Artikel 6. Informatieplicht

De bevoegde gezagsorganen van scholen die zijn aangewezen voor deelname aan de pilot verstrekken op verzoek van de minister gegevens over de uitvoering, leerlingtevredenheid, doorstroom en leerresultaten aan de minister voor beleidsonderzoek. De bevoegde gezagen verstrekken de gegevens in geanonimiseerde vorm.

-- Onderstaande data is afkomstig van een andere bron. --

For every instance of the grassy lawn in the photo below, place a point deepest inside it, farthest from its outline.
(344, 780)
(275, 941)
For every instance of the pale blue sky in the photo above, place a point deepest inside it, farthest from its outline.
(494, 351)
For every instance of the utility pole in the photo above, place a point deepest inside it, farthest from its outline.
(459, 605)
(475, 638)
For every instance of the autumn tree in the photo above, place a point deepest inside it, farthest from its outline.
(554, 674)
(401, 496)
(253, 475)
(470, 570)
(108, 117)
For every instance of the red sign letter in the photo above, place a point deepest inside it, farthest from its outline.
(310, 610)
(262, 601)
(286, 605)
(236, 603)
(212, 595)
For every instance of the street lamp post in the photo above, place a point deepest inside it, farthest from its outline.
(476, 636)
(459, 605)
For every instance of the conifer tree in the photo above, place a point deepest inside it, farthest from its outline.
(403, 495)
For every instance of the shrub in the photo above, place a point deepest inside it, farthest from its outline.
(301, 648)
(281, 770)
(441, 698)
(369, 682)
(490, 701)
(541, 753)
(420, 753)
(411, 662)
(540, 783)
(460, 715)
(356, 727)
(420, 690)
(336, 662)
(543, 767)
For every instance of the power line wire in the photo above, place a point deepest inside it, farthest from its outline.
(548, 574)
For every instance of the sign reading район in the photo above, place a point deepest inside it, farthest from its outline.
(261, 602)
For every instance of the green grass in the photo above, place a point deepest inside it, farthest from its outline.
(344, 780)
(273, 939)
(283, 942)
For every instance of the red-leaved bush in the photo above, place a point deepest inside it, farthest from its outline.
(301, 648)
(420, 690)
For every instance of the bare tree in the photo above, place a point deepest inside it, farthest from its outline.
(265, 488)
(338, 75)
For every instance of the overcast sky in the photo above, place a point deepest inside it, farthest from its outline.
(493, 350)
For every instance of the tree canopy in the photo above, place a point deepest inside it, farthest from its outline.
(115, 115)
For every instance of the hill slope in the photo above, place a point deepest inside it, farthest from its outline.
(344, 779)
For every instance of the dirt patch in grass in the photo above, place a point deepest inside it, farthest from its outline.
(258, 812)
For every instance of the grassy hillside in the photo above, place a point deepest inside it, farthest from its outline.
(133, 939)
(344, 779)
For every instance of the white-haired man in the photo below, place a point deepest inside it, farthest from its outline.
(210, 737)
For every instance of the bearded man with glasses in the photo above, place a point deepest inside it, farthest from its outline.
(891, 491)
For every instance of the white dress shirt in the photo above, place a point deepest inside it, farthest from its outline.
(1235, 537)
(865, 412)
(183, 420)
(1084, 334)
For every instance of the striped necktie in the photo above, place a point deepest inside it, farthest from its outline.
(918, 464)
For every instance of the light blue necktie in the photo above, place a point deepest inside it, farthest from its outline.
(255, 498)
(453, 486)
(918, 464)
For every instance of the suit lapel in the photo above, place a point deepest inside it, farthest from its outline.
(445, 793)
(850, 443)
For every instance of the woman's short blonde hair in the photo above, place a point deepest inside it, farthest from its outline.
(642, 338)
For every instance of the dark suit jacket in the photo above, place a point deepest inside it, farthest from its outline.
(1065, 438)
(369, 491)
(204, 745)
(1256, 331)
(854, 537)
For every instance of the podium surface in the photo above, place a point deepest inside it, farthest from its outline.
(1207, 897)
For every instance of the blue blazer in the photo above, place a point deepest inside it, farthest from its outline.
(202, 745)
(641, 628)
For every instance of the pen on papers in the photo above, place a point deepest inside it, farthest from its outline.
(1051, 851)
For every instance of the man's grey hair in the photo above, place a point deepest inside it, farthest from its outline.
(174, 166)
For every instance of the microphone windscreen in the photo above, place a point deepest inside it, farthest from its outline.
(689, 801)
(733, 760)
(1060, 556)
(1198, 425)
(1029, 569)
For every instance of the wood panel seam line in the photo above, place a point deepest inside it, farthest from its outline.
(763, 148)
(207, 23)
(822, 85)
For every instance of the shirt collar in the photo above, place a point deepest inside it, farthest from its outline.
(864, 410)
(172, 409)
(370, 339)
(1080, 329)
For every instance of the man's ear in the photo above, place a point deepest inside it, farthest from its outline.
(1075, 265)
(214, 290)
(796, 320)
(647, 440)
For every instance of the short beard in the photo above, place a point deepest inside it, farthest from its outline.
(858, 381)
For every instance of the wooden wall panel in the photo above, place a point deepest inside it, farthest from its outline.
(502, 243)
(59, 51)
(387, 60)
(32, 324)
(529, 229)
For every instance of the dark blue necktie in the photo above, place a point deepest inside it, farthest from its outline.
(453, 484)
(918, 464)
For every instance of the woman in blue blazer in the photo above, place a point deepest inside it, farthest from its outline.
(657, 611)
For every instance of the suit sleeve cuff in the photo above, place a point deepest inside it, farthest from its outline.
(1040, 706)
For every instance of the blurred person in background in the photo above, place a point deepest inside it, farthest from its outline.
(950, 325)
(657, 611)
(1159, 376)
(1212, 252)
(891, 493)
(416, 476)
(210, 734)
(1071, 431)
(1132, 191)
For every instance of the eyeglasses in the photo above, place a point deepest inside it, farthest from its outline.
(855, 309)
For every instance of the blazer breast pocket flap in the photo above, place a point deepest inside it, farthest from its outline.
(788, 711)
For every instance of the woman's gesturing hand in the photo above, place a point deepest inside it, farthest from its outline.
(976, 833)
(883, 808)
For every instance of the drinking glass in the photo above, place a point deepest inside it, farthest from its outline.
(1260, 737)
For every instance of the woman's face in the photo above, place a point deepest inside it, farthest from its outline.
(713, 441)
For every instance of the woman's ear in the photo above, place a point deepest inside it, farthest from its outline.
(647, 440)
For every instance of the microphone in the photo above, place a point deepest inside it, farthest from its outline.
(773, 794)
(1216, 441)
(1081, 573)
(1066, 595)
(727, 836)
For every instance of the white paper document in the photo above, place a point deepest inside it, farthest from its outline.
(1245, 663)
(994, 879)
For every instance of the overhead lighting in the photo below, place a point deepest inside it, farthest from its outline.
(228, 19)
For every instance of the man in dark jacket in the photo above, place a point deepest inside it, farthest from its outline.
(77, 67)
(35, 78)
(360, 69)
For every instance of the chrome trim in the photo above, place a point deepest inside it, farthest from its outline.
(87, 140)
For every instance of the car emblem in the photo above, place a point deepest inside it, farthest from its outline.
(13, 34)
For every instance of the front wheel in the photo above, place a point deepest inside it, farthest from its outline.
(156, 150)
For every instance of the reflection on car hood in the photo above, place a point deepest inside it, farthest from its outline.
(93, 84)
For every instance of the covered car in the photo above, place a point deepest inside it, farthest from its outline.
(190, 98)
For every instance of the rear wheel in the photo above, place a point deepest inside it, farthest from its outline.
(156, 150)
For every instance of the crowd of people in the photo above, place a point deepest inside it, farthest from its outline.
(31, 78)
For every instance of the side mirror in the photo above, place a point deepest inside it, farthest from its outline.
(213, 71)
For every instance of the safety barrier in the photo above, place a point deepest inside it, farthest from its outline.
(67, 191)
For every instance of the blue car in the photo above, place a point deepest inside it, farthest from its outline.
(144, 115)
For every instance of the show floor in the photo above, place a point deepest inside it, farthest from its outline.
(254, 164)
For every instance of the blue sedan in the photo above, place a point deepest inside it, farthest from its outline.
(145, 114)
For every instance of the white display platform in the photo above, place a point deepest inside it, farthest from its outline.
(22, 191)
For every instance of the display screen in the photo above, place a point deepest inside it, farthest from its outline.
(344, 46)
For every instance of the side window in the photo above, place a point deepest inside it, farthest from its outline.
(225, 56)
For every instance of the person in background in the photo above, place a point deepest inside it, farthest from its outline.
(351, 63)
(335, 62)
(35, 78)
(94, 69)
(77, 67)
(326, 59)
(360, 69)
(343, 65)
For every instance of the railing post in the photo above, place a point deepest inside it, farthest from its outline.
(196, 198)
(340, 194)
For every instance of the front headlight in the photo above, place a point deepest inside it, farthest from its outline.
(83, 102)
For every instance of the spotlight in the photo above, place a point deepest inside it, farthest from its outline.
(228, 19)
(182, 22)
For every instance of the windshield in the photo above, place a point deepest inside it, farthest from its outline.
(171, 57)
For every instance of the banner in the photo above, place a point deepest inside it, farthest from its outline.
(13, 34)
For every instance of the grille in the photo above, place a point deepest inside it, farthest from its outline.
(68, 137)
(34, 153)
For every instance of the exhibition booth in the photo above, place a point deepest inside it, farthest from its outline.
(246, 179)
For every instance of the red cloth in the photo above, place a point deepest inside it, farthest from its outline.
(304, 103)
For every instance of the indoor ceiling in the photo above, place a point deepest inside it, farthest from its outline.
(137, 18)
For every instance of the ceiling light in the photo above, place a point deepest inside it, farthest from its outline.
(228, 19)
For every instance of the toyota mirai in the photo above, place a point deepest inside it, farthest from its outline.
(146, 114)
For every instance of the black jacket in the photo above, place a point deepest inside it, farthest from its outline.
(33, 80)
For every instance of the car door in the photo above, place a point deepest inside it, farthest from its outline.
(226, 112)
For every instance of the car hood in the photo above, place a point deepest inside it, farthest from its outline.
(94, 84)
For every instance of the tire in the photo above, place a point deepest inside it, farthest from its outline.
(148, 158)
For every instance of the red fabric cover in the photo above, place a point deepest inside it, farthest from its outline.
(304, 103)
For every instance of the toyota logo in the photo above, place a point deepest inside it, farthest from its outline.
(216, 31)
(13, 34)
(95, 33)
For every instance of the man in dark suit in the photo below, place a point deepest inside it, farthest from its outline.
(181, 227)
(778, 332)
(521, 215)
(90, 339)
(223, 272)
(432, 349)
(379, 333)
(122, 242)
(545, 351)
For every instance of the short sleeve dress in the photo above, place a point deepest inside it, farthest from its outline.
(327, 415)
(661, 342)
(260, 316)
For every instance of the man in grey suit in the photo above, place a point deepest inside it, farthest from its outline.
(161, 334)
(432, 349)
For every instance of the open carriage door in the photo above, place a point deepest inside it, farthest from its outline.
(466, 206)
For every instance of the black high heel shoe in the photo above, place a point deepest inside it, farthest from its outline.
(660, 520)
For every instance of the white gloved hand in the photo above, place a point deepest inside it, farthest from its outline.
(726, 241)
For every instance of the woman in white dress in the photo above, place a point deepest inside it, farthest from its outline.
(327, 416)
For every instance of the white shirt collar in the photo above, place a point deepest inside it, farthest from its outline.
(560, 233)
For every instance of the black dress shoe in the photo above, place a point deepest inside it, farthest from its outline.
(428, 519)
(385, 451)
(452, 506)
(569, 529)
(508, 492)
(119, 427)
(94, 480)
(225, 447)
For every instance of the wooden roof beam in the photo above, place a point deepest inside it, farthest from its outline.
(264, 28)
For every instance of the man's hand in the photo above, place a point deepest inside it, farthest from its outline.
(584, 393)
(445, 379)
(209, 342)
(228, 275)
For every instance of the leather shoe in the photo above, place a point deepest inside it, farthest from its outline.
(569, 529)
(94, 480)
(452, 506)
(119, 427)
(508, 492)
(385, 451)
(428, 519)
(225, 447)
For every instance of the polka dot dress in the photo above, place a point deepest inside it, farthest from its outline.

Artikel 7. Intrekking aanwijzing

  • 1 De minister kan een aanwijzing tot deelname aan de pilot intrekken, indien de pro-school of school voor vbo een zeer zwakke school wordt. De minister raadpleegt de Inspectie van het onderwijs voorafgaand aan het intrekken van een aanwijzing.

  • 2 Indien de minister besluit een aanwijzing in te trekken, dienen de leerlingen op een nader door de minister te bepalen tijdstip deel te nemen aan het reguliere onderwijsprogramma.

Artikel 8. Evaluatie

  • 1 De minister evalueert de beleidsregel na afloop van de pilot. De minister kan gedurende de looptijd van de beleidsregel tussentijdse evaluaties uitvoeren.

  • 2 Pro-scholen en vbo-scholen die deelnemen aan de pilot, leveren op verzoek van de minister gegevens aan ten behoeve van de evaluatie.

Artikel 9. Inwerkingtreding en vervaldatum

Deze beleidsregel treedt in werking met ingang van de dag na de datum van publicatie van de Staatscourant waarin zij wordt geplaatst en vervalt met ingang van 1 augustus 2026.

Artikel 10. Citeertitel

Deze beleidsregel wordt aangehaald als: Beleidsregel pilot pro/vbo.

Deze beleidsregel zal met de toelichting in de Staatscourant worden geplaatst.